I responded to a post on FaceBook. What's the novelty in that, you might ask. True - we respond to stuff we see all the time.
This time, it was a statement by my good friend and collegue Duncan Long - illustrator and author par excellence. This is what he wrote:
Every successful novelist
must first be a good liar.
|Pic courtesy bgillettephoto.com|
This of course set me thinking and writing. But let's face it, how long and hard does one think when one taps off a response on Facebook? Not terribly long at all. This was my response:
It's not lies we tell, strictly speaking, although tradition has it that it's what we do. We invent, create, and build a whole world on top of a fabrication. How thin, or how implausible, that fabrication is largely instils in the reader the necessity to suspend disbelief.
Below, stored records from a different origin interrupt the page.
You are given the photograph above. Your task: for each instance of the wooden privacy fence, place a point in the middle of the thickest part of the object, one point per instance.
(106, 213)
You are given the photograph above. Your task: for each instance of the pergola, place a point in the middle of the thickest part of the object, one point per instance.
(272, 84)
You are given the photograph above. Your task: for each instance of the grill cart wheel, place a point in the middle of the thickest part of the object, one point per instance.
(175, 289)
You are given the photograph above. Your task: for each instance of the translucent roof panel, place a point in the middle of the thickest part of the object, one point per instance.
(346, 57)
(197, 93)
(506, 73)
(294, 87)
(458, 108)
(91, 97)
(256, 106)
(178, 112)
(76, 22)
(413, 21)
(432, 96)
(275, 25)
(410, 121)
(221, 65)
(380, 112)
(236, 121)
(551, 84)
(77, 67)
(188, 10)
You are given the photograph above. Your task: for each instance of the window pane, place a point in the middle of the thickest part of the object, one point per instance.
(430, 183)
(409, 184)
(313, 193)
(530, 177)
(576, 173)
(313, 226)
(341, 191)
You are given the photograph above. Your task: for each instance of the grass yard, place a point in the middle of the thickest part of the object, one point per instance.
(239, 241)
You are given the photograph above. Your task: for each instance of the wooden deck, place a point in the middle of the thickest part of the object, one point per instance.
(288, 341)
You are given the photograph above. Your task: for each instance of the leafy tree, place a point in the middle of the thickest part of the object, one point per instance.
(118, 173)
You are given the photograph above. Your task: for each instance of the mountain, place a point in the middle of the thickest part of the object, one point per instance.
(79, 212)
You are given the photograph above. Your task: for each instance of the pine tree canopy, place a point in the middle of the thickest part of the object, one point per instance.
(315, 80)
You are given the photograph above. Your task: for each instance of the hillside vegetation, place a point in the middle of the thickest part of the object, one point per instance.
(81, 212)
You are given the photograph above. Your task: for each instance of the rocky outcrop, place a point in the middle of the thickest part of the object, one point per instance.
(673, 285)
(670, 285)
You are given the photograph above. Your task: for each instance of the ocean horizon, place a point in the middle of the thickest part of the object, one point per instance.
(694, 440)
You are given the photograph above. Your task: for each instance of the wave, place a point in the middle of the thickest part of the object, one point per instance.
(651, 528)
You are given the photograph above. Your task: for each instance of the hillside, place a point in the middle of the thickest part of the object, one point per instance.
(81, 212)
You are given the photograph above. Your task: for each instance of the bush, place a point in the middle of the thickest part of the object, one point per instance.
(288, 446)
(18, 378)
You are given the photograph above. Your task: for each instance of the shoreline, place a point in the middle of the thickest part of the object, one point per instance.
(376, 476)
If, however, the fabrication is so strong and feasible that debate is taken up among readers, or real-world belief becomes attached to the tale, it constructs around that author the ability to "pull the wool over readers' eyes" and when the obvious revelation is made that it's fiction (duh!) the easy decision is made to dub the author a liar. This happens with authors who use gaps, loopholes, and mysteries in history to devise a rollicking story ... it's my genre, so I think I know of which I speak. As long as the reader sits back and breathes in awe, "Wow - what a lie. What a great liar!" I do not mind being called that one bit.
Then I stopped to think again. How many authors truly sit and think of the "lies" around which they build their fiction? How many - like me - latch onto some gap in history, and use the spak-filla of words to create a tale for readers' edification and entertainment?
If you are an author, tell me whether how you build stories feels like lying.
If you are a reader, tell me whether you regard authors as being great liars.
And then look at my novels, especially, to see how I love to find a bit of a blank in history or literature, or art, or music, and insert into it a story worth telling. And worth reading. Many have done it before me, and perhaps better. AS Byatt, Hugh Ashton, Meredith Whitford, Anna Jacobs, Mel Starr, Brian Kavanagh, and other authors do this regularly. And how can we not love what they do?